Turns out we've been skittish for no reason. The key to washing with bleach safely is all about reading labels and knowing how much you should use. Read ahead for tips that will have your tees really excited for a white summer to come.
What exactly is household bleach, anyway?
In the concentrated kind you buy at the grocery store (like Clorox Regular), the main ingredients are water, sodium hypochlorite (an active ingredient to kill germs), sodium chloride (also known as table salt), sodium carbonate (removes grease), sodium chlorate (a substance resulting from sodium hypochlorite), sodium hydroxide (also known as lye), and sodium polyacrylate (prevents soils from depositing on fabrics). For more on these sodiums and what they do, you can read up them here.
How much should go in each load?
Gagliardi recommends using a half cup of Clorox bleach along with your normal detergent in a wash cycle. Simply pour the solution into the marked container in your top- or front-loader machine. Since some bleach brands are formulated differently, it's important to always check the label.
Can you use bleach with every wash?
It's completely fine to use it every time you run a load. Gagliardi says tests have shown using the solution regularly does not affect the natural deterioration of clothing.
As long as you dilute properly — polyester, nylon, acrylic, and vinyl are all fine to treat. The ones to stay away from are wool, silk, mohair, leather, and spandex. When in doubt, check the label. If there's a black triangle crossed out, it's a no-go. A white triangle means it's totally fine to use bleach.
What about items with a little color on them?
Any standard bleach (or Clorox Regular) should only be used on all-white items. However, any item with a little bit of color printed on the outside is a good candidate for Clorox's new Smart Seek bleach, a solution specifically curated to treat "mostly whites" gently. Gagliardi says, "White T-shirts with a screen print on the front are a great example. Also, items with only a few stripes (or narrow stripes) of color and colored embroidery on a white background are considered mostly white." Kitchen dish towels, sheets, and towels are always usually fine as well.
If we don't have a washing machine, how do we soak an item at home?
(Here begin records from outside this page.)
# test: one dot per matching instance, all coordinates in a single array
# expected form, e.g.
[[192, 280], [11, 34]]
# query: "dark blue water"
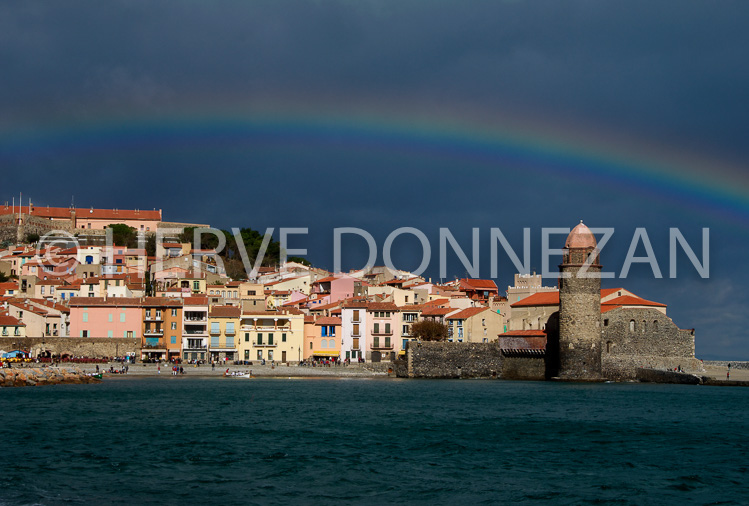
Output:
[[231, 441]]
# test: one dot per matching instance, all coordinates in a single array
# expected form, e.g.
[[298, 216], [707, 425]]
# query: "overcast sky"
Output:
[[380, 115]]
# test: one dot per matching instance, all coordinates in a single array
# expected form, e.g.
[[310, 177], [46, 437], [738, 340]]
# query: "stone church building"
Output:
[[593, 334]]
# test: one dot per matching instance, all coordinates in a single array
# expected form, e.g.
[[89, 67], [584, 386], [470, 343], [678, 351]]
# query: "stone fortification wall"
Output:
[[644, 338], [451, 360], [579, 319], [91, 347], [11, 230], [8, 228]]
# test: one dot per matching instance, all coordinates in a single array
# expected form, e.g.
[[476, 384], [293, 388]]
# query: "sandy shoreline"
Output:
[[151, 370]]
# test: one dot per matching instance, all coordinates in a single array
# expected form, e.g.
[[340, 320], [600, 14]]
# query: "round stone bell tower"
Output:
[[580, 308]]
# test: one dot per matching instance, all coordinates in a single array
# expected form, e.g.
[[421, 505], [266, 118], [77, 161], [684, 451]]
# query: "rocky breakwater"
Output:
[[26, 377]]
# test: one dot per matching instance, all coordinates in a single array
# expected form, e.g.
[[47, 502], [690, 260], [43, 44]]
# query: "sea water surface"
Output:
[[317, 441]]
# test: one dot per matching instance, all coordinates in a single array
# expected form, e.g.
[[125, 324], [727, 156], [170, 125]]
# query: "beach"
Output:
[[267, 370]]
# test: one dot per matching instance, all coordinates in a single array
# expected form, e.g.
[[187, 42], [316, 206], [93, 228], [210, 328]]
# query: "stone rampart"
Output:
[[644, 338], [451, 360]]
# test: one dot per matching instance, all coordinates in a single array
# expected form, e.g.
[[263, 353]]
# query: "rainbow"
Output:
[[683, 179]]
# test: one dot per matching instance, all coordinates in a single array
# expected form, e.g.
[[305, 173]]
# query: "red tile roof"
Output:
[[467, 313], [101, 301], [524, 333], [479, 284], [225, 312], [83, 213], [11, 321], [328, 320], [201, 300], [538, 299]]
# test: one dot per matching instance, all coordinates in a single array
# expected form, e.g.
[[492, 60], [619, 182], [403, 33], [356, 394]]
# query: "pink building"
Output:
[[382, 331], [322, 338], [105, 317], [339, 287]]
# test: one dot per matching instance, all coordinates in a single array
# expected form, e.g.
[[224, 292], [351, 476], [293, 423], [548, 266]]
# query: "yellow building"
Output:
[[223, 327], [272, 336]]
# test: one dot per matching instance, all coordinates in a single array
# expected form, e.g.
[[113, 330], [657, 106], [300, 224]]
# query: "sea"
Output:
[[181, 440]]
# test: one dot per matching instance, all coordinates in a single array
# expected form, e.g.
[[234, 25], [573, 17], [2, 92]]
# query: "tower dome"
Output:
[[580, 237]]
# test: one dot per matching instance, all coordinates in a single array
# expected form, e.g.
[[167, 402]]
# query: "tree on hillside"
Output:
[[429, 330]]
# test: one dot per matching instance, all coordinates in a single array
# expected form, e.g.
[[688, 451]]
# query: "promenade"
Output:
[[267, 370]]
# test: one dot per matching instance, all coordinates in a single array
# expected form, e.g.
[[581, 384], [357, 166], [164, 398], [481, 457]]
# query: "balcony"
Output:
[[195, 347], [252, 328]]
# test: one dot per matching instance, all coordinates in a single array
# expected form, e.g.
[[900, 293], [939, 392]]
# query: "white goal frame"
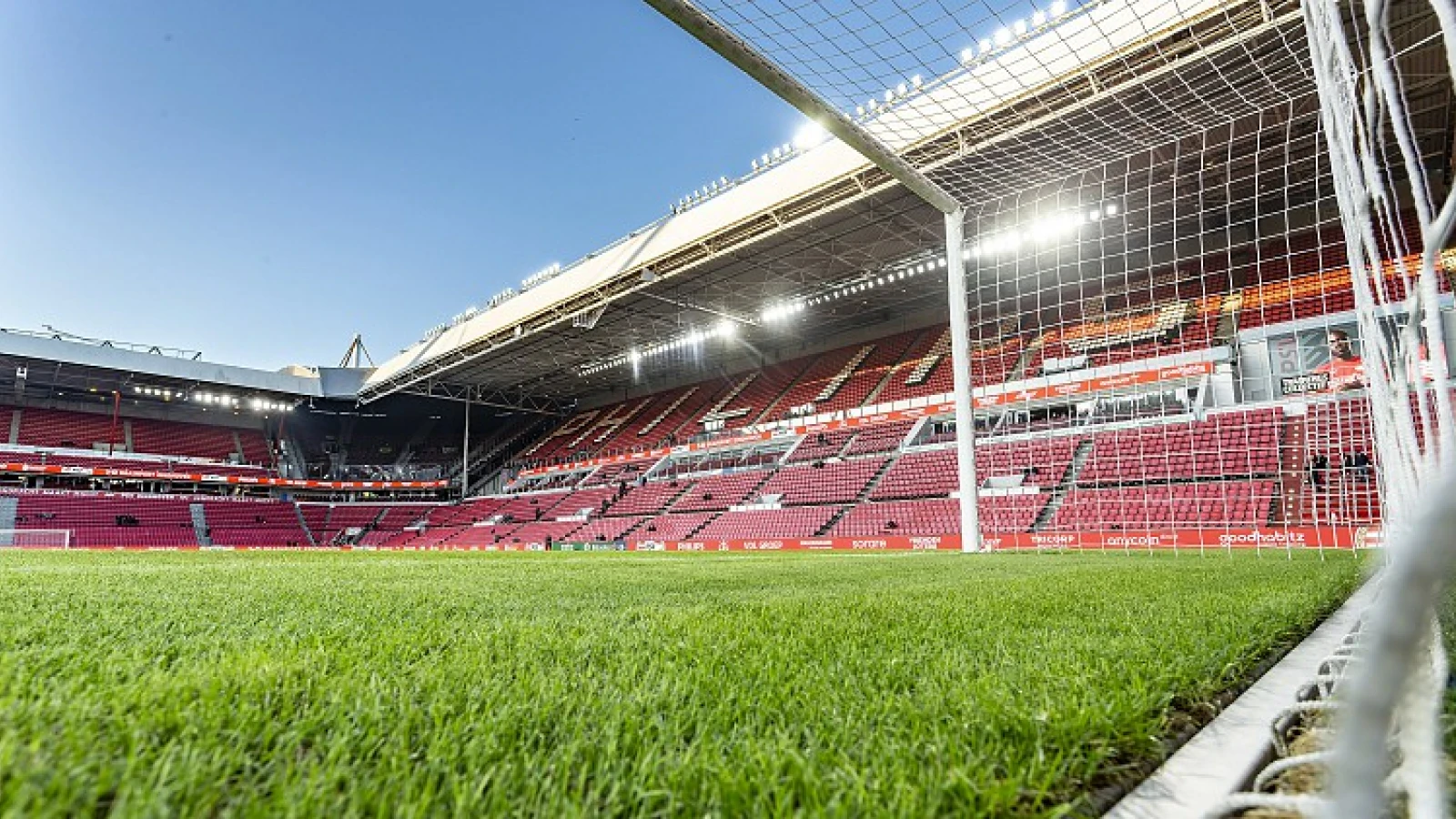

Take a plastic dishpan and one gallon of cool water with three tablespoons of Clorox (again, check the label for your brand). After mixing the solution, fully submerge your clothing item and weigh it down, if necessary. After letting it soak for five minutes, thoroughly rinse the piece, squeeze out the excess water, and let it air-dry. Gagliardi says, "It's also my go-to method for removing dye transfer from a white bleach-able item that picked up color accidentally (for instance, if a blue T-shirt snuck into a load of white athletic socks)."